Ticlla or Qutuni (Aymara qutu heap, pile, -ni a suffix to indicate ownership, "the one with a heap", Hispanicized spellings Cotoni, Cutuni), also called Tiklla (Quechua for eyelash; two-colored, Hispanicized spellings Ticcla, Ticlla) or Tiqlla (Quechua for 'with alternating colors'), is a 5897 m mountain in the Cordillera Central in the Andes of Peru. Strictly speaking the popular name Ticlla refers to a group of peaks of the Qutuni-Ticlla cirque. The highest mountain of the massif is named Qutuni. It lies in a sub-range of the Cordillera Central named Pichqa Waqra (Quechua for "five horns", also spelled Pichcahuajra).

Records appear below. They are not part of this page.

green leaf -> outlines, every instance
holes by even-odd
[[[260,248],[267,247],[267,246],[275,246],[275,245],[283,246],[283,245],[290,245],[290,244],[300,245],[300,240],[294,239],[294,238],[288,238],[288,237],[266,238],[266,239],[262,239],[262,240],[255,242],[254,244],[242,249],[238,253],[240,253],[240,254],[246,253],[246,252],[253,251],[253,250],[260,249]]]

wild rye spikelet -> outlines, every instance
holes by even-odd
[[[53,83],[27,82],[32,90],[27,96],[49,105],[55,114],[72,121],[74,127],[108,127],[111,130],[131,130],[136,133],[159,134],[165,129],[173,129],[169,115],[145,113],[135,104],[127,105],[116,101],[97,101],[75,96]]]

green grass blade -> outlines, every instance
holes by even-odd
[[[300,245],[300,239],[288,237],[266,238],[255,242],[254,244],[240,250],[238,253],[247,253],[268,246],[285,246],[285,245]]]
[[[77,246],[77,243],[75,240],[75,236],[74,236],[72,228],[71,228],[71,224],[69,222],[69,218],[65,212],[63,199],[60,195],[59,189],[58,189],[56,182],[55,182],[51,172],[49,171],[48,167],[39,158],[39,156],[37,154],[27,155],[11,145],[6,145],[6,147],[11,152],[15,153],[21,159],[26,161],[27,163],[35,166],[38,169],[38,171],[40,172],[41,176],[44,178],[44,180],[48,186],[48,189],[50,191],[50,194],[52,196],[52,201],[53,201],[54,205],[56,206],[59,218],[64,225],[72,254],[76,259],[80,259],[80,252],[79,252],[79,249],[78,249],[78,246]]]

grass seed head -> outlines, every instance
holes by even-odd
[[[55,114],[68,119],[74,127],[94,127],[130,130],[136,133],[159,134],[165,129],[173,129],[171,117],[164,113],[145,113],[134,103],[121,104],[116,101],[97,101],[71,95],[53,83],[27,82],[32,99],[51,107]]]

It is located in the Lima Region, Yauyos Province, on the border of the districts Ayaviri, Miraflores and Tanta. It lies on the southern border of the Nor Yauyos-Cochas Landscape Reserve. Ticlla is situated southeast Aqupallqa and the lake named Tikllaqucha, northeast of Wayna Qutuni ("young Qutuni") and north of Llunk'uti and the lake named Wask'aqucha. One of the nearest villages is Qutuni (Cutuni), situated west of the mountain.